Fundamental Tuning & Configuration

Now let's step into software configuration.  If you've configured your system as above, random writes are a breeze. Your appliance will rock the writes. The Achilles' heel of the ZFS appliance in a typical general-purpose "capacity" configuration as above is random reads. They can be both slow themselves, and they can slow down other I/O. You want to do whatever you can to minimize their impact.

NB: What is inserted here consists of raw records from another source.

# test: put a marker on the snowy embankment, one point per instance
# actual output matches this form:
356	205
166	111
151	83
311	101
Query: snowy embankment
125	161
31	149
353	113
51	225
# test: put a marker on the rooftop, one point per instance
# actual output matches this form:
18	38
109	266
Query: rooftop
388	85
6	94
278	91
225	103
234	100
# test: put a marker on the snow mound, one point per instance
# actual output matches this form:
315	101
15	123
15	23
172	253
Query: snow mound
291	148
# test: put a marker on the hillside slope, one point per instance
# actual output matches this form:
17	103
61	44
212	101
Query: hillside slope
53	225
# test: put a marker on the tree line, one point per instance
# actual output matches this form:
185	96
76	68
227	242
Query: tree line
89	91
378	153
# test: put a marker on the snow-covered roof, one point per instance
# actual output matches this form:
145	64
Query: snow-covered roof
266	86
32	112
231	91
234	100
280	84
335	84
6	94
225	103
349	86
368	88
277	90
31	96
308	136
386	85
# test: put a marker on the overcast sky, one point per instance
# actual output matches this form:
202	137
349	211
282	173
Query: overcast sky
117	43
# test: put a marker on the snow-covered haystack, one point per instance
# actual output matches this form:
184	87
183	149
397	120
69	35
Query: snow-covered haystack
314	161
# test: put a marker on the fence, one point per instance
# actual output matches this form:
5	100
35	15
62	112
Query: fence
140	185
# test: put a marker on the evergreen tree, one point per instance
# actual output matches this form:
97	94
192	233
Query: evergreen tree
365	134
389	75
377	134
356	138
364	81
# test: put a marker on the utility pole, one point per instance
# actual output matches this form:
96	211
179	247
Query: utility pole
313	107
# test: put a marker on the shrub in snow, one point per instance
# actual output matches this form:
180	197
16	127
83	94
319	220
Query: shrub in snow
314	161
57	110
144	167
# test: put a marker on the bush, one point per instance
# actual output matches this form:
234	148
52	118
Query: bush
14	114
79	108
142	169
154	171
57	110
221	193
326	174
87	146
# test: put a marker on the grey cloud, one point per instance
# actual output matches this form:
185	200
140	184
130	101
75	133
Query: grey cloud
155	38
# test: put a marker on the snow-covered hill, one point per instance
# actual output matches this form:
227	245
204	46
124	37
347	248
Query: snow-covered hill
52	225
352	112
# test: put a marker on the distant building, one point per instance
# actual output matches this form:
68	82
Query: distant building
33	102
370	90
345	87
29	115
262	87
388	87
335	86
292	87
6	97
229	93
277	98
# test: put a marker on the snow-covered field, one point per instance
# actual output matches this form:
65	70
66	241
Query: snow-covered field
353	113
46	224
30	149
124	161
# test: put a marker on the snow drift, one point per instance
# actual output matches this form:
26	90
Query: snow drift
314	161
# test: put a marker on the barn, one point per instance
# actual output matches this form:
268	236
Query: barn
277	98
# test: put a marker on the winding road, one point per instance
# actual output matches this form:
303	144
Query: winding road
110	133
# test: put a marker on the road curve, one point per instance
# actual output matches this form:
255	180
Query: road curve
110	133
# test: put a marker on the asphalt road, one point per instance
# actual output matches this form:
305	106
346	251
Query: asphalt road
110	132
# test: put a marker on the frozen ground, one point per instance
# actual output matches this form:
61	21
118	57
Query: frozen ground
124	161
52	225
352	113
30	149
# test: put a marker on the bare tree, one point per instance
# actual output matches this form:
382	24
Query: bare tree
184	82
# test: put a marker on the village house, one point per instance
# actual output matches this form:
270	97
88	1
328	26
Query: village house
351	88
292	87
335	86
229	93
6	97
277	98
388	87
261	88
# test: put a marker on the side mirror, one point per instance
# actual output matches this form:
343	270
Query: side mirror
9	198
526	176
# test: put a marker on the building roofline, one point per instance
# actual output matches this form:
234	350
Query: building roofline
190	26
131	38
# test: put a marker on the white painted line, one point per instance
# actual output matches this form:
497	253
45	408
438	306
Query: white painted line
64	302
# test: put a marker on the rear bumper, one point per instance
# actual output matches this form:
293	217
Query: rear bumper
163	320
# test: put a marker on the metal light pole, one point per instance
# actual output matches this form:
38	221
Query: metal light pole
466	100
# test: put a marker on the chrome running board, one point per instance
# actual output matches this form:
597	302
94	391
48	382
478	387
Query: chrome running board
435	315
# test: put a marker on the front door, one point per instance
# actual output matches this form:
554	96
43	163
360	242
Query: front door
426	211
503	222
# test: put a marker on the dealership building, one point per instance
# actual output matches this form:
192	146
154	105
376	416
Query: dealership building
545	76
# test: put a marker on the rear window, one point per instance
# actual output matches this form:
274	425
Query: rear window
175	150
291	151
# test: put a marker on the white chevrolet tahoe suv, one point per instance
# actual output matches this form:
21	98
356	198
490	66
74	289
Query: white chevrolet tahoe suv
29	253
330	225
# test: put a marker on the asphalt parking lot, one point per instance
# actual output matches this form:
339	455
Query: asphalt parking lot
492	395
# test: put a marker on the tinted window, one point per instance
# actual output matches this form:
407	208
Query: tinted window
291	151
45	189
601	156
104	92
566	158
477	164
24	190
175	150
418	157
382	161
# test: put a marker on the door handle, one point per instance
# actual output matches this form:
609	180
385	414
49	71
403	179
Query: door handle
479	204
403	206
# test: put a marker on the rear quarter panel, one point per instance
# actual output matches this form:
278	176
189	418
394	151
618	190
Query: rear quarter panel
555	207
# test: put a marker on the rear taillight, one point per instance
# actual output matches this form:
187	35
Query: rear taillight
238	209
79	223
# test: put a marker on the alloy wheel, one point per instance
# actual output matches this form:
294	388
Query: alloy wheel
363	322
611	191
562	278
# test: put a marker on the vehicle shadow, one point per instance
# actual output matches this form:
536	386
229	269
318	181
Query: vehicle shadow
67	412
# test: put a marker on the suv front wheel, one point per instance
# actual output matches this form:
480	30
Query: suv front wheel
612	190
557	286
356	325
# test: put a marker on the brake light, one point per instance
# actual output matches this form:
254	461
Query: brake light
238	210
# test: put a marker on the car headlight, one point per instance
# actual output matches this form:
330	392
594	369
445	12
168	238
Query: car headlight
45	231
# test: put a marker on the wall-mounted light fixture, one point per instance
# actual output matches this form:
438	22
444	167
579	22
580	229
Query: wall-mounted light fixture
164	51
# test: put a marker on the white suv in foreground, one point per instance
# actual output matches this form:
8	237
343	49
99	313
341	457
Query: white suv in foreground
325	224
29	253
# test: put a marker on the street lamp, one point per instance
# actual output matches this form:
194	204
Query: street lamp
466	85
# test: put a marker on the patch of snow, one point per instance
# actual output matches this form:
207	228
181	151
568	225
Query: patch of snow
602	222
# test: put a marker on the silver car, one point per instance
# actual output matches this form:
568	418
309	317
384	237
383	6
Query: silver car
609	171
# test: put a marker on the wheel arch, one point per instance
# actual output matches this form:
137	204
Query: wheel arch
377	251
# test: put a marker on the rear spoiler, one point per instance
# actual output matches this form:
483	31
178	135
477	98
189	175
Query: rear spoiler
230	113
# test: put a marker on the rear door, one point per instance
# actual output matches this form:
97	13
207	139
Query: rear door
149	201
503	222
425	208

  • I'll create two pools, splitting the shelves down the middle, and when setting up the cluster assign half of each shelf's resources to a pool.
  • Those pools will be assigned one per head in the cluster configuration. This really lets us exploit maximum performance as long as we're not failed over.
  • Use LZJB by default for each project. Numerous technical reasons for this; for now, if you don't know what they are, take it on faith that LZJB typically provides a ZFS appliance a SERIOUS performance boost, but only if it's applied before data is written... if applied after, it doesn't do much.  This speeds up random reads considerably.
  • If using an Oracle database, just use OISP. It makes your life so so much easier from configuration to layout: two shares, and done.  If not using OISP, then pay close attention to the best practices for database layout to avoid shooting oneself in the foot!
  • If using an Oracle database, leverage HCC on every table where it's practical. HCC-compressing the data -- despite the CPU cost on your front-end database CPU initially -- usually provides a pretty huge I/O boost to the back-end once again for reads. Worth it.
  • Scrub your pools. In a later blog entry I'll discuss using a scheduled workflow to invoke a scrub, but for now just use Cron on an admin host, or assign some entry-level dude to mash the "scrub" button once a week for data safety. Around about year 3 of use, hard drive failure rates peak and continue failing at a more-or-less predictable rate indefinitely. There are certain extremely rare conditions under which it's possible to lose data that is written once and very infrequently read in a mirror2 configuration; if you scrub your pools on a regularly-scheduled basis (at the default priority, this means more or less continuously), your exposure to the risk is dramatically lower to the point of "negligible risk".

Wrapping It Up

There you have it: an ideal general-purpose file server with good capacity, great performance for average loads, and something that in typical Oracle Database or mixed-use environments will really make you glad you invested in an Oracle Sun ZFS Storage Appliance.